One style Duncan has consistently managed to execute well is ambient and the offerings here make for some of the best material. “The Well Is Dry” calmly goes by with a quiet buzz as it breathes in and out for the space of three minutes while retrospectively “Glass Eyes” would probably be more apt in the drone genre. But even though it’s got a much harsher tone and texture and has a beat stuck in it, it still feels more strangely calming and ambient than anything. Sadly those are the only real tracks that can go under the ambient tag but still, amidst the jumble of styles on offer here, all bouncing about with random samples and trippy beats, they make for a good moment’s rest.

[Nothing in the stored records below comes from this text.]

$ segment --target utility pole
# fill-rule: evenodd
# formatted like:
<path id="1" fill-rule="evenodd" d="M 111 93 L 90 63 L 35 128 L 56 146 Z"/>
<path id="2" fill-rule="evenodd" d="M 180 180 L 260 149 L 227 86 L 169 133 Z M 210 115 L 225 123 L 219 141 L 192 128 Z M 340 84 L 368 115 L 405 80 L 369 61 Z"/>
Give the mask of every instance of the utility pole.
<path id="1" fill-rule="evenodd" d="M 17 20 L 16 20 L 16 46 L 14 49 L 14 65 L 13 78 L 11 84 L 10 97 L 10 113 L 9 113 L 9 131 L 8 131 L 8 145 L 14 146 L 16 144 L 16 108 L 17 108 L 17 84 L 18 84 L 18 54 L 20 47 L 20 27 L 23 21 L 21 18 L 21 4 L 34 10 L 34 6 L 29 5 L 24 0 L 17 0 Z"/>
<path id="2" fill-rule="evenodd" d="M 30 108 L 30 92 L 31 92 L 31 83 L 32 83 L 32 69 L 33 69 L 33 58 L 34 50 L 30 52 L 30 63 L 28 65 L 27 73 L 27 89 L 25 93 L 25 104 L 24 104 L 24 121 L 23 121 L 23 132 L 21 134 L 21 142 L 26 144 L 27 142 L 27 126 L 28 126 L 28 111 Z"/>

As a whole EP II hasn’t been namedropped yet but that’s because it’s probably the weakest of the three. There are only two real tracks to be taken from it: the earlier mentioned heavy droner “Glass Eyes” and opening track “Lonely Together” which sounds like a storm setting in with thick tones and nice glimmering melodies that hide beneath the noise. The rest of the EP is dedicated to minute or so long snippets of noise that can be interesting when passing but as a whole don’t really offer much and don’t develop much further than where they began. These interludes pop up across the three EPs and only really on EP I do they sound part of a whole due to the way they meld into the surrounding tracks.

If anything then the creation of a new moniker for these tracks probably wasn’t too bad an idea. While none of the material on the EPs is bad per se, none of it is hugely impressionable either. But considering a lot of this feels like mere experimentation with sounds, styles, textures and tones, there can’t be much criticism put out there. As said, EP I is enjoyable for the way it sounds as one but it’s just a shame it’s so brief. But even listening to all three EPs in one go feels dissatisfying. All I find myself wanting is for something to establish itself, for an idea to really grow – which is what the future seems to hold for Housewife. Since releasing these EPs, Duncan has put out another track that, at eight minutes long, nearly overruns the length of one of the EPs alone. On it Duncan slowly and patiently unfurls a series of unlikely melodies to become something that’s engrossing as it is kind of groovy. It makes for a reassuringly tantalizing taste of what might come next. And the track’s title? “Now We Wait.” And that’s exactly all we can do now.